Fedify automatically signs activities with the sender's private key if the actor keys dispatcher is set and the actor has any RSA-PKCS#1-v1.5 key pair. If there are multiple key pairs, Fedify selects the first RSA-PKCS#1-v1.5 key pair among them.
Object Integrity Proofs
This API is available since Fedify 0.10.0.
Object Integrity Proofs is a mechanism to ensure the integrity of ActivityPub objects (not only activities!) in the fediverse. It shares the similar concept with HTTP Signatures, but it has more functionalities and is more flexible. For example, it can be used for forwarding from inbox and several other cases that HTTP Signatures cannot handle. However, as it is relatively new, it is not widely supported yet.
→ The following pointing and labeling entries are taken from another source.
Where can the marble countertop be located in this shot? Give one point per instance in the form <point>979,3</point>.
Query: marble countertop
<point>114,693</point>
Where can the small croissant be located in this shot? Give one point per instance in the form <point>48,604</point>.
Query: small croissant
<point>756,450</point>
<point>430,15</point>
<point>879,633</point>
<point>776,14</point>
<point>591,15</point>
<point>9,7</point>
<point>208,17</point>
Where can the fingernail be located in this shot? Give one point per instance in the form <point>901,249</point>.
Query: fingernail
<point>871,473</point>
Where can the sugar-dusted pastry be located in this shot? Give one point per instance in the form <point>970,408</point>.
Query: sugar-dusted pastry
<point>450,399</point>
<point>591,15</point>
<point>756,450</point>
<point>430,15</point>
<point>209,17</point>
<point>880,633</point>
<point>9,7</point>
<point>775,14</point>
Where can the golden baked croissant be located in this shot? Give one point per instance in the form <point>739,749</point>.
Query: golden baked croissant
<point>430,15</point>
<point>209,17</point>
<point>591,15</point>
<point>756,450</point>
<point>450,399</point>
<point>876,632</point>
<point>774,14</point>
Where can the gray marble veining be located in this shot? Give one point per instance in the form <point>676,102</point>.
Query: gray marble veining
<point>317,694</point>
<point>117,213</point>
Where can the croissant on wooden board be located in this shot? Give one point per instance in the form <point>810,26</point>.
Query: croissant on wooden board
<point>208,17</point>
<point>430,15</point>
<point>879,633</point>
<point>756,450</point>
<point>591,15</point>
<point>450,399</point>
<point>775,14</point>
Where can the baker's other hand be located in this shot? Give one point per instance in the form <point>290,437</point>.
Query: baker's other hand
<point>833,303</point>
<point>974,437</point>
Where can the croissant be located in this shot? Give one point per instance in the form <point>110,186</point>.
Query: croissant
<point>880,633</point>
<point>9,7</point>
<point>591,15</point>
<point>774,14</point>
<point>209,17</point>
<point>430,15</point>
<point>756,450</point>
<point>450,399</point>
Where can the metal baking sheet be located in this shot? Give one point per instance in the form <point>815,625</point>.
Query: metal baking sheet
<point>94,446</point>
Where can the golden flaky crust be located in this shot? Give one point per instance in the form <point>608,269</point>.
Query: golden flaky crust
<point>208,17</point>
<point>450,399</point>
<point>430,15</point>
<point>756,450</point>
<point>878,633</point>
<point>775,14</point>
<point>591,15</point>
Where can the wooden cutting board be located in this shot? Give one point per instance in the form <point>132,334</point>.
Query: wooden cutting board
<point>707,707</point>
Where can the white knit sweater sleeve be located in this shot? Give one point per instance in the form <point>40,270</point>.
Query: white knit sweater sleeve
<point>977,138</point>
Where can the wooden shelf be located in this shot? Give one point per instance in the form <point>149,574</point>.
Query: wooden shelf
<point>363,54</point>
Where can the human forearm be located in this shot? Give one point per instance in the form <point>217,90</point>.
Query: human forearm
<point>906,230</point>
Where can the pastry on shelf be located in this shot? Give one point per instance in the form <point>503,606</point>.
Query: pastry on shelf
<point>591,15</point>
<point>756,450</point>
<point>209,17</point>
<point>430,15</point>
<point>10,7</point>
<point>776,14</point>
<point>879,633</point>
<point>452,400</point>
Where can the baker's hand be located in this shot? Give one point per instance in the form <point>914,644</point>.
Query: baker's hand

Fedify automatically includes the integrity proof of activities by signing them with the sender's private key if the actor keys dispatcher is set and the actor has any Ed25519 key pair. If there are multiple key pairs, Fedify creates the number of integrity proofs equal to the number of Ed25519 key pairs.
TIP
HTTPS Signatures and Object Integrity Proofs can coexist in an application. If an activity is signed with HTTP Signatures and Object Integrity Proofs, the recipient verifies the Object Integrity Proofs first when it is supported, and ignores the HTTP Signatures if the Object Integrity Proofs are valid. If the recipient does not support Object Integrity Proofs, it falls back to verifying the HTTP Signatures.
To support both HTTP Signatures and Object Integrity Proofs, you need to generate both RSA-PKCS#1-v1.5 and Ed25519 key pairs for each actor, and store them in the database.